By Rebecca Goodman
The Cincinnati Enquirer
Joseph Hetzer, retired superintendent of Kirk & Blum's Cincinnati manufacturing plant, died Tuesday at Myrtle Beach Manor in Myrtle Beach, S.C. The former Mount Healthy resident was 92.
He was born in Cincinnati in 1911 to Conrad and Elizabeth Mueller Hetzer. At 16 he got a job in the drafting department of Kirk & Blum, an industrial sheet metal manufacturer. He worked 46 years for the company before retiring as plant superintendent in 1973.
Mr. Hetzer experienced hearing loss early in his adulthood due to the noise levels in the factory. "I think that affected his life considerably from a social point of view," his son William of Myrtle Beach said. "He was an introverted man. He was not a member - not a joiner. He was strictly a homebody - a family man."
But "his IQ was up around 160 or so."
Like many of those who lived through the Great Depression, Mr. Hetzer was fiscally conservative. And his favorite pastime was "fixing on his house - remodeling, building garages, tearing walls down," his son said. "He was constantly maintaining the home and doing all kinds of special things for it."
Mr. Hetzer had a high school diploma but wanted more for his three sons. "He was bound and determined that his sons were going to get a college education and they all did," his son said.
And he did his duty by his parents, taking care of them in their waning years.
After he retired, Mr. Hetzer moved from Mount Healthy to Columbia, S.C., His wife of more than 60 years, Gladys E. Maier Hetzer, died in 1999, and he moved to Myrtle Beach to be nearer two of his sons.
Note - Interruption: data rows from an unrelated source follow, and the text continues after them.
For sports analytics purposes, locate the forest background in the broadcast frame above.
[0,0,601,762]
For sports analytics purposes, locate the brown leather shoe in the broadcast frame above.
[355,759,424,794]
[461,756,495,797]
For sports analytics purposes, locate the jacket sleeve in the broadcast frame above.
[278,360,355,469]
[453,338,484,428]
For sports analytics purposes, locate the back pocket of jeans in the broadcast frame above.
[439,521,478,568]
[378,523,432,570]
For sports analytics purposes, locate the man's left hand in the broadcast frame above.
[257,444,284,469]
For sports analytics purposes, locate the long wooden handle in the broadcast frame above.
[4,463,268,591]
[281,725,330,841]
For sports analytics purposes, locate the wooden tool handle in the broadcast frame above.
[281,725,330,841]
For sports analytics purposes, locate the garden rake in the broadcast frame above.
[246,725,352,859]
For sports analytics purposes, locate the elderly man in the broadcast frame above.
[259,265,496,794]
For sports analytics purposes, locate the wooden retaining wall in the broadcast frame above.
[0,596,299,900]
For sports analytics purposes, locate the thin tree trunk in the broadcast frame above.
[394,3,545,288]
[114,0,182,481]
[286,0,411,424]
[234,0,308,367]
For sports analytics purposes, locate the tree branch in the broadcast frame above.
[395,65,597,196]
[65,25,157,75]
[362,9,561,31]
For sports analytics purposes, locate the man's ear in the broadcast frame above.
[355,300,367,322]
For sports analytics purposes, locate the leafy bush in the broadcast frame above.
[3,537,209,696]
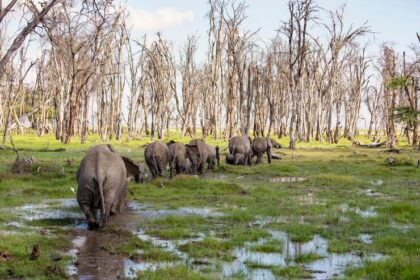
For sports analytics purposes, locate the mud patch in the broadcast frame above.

Mr. Hetzer was a member of Trinity Lutheran Church in Mount Healthy.
In addition to William, survivors include sons Joseph C. Hetzer of Myrtle Beach and David R. Hetzer of Centerville; a brother, John Hetzer of Bridgetown; seven grandchildren; and four great-grandchildren.
Services were held. Burial was at Bush River Memorial Gardens in Columbia.